Hey there! This is from an unfinished project I was writing, called Fugazi. There will be more to come! Enjoy!

Hear this, Payte. Come a little closer. Closer. Closer. For God’s sake, I’m your dying grandma, why won’t you talk to me? I know that I can barely hear and my voice is that annoying groany thing that you make fun of, but Jesus, just listen to me. Listen son, I know none of your dreams have come true. But, there is a silver lining, they are underway. Yes, I know those little angel number thingies that you see are, supposedly, guiding you. Yes, I know you see them constantly. So constantly, it’s to the point that it’s rather annoying. But, just trust me, they’re underway.

Oh, what’s that? You created a website? And a guy is designing it for you? Well, with how bad the views on your YouTube channel are, I doubt it’ll do anything.

Hey! Wait! Don’t run away from me, talk to me! Okay, okay, I’m sorry. I’m sorry for saying that to you. But, sometimes, you have to get in touch with reality. Don’t expect to be a famous writer from just one novel. It takes time, Payte, time. I know that you don’t want to work, or be in this town, or be with your family. Such nasty business. All you need to do, is be patient. Things are happening behind the scenes.

What? I’m a hypocrite? Just because I said things are underway, doesn’t mean that they’re gonna happen quickly. And why isn’t it happening quickly? And why was there no response when you got down on your knees and begged God to make you a writer? Well, son, god is… not real. He’s just something we made up so the population could be controlled, and old pedophiles could be in power. Ask anyone who’s been on acid and they’ll tell you that we’re all divine beings and God experiencing itself. That too, is total bullshit. And, to be frank, it’s rather disappointing. We’re divine beings and we’re still this bad?

You see son, expand your horizons and you’ll hear about this little thing called dualism. I think the Kyballion might’ve explained it a little bit. Basically, its the fact that everything has two sides, and whatever those sides are, is, well, up to you. Most people I’ve talked too about Dualism say that everything is both good and bad. But if everything really is both good and bad, explain that to a rape survivor. So, I guess you can see that, this too, is bullshit.

You see, there are no rules to life. Everything we have created is simply, well, made the fuck up. I mean, think about it. If you’re smart enough, you can just kill whoever, and whatever, the hell you want, and never be caught. Where’s the justice in that? Where’s the divinity in that? Oh, the killer’s karma is that, he or she, now has to live with the fact he killed someone? Well, most serial killers are devoid of any conscience whatsoever. They’re also pretty smart which means they can get away with it. So, in a way, serial killers are actually the most powerful out of all of us. It’s like that old Charles Manson quote, “The game is mine.
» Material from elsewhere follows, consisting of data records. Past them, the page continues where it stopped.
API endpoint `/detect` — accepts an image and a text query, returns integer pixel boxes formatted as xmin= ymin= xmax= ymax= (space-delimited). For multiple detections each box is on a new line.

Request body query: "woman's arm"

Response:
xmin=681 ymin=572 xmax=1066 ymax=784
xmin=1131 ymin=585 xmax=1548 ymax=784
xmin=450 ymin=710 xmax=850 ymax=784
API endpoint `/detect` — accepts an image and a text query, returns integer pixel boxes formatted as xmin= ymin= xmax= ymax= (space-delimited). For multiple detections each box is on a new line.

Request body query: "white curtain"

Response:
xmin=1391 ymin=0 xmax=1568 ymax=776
I deal the cards.” Technically, he’d be true if he was smart enough to not get caught.

Anyway, I’m getting off topic. I know you tried your best with this novel. And I know you heard about this little thing called manifestation, and you tried that. Well, let me tell you something, you are, by far, the stupidest grandchild I have ever heard of. If all of our thoughts really changed our reality, then wouldn’t the world be different? There’s a reason that the stereotypical new-ager is a blonde woman who speaks in a very airy voice and has no concept of intelligence whatsoever. I mean, they’re kind of like assholes since they take all this shit from Eastern-mysticism and make it their own. Assholes, I tell you. Assholes.

You see, Payte, people like easy things. They’re so afraid of the unknown that they only want what’s already in their little circle. That’s why everyone bullied you at school and you had no friends. You were too different, and not, well, easy.

So, son, it seems that your work has just, truly been for nothing. I’m sure that there were many great novels that could’ve helped people, and really changed their lives. But unfortunately, there’s this little thing called money. And the only people who get to the top of the literary agency, are pansy-motherfuckers who only publish the same slop that will, “sell.” If there’s even, SLIGHT, deviancy from the expected norm, everything goes to shit.

But, after a hundred-or-so rejections, you’ll get accepted. And here’s the fun part. It’ll only sell a thousand copies. So, you’ll write another novel, and that too, will only sell a thousand copies, so you’ll work your ass off to write a third one, one that’ll sell, and that too, will sell even less than the other two. So, sorry son, it seems you’ll only be noticed after your death.

Now, go to your friend’s house or whatever. I’m out of shit to say.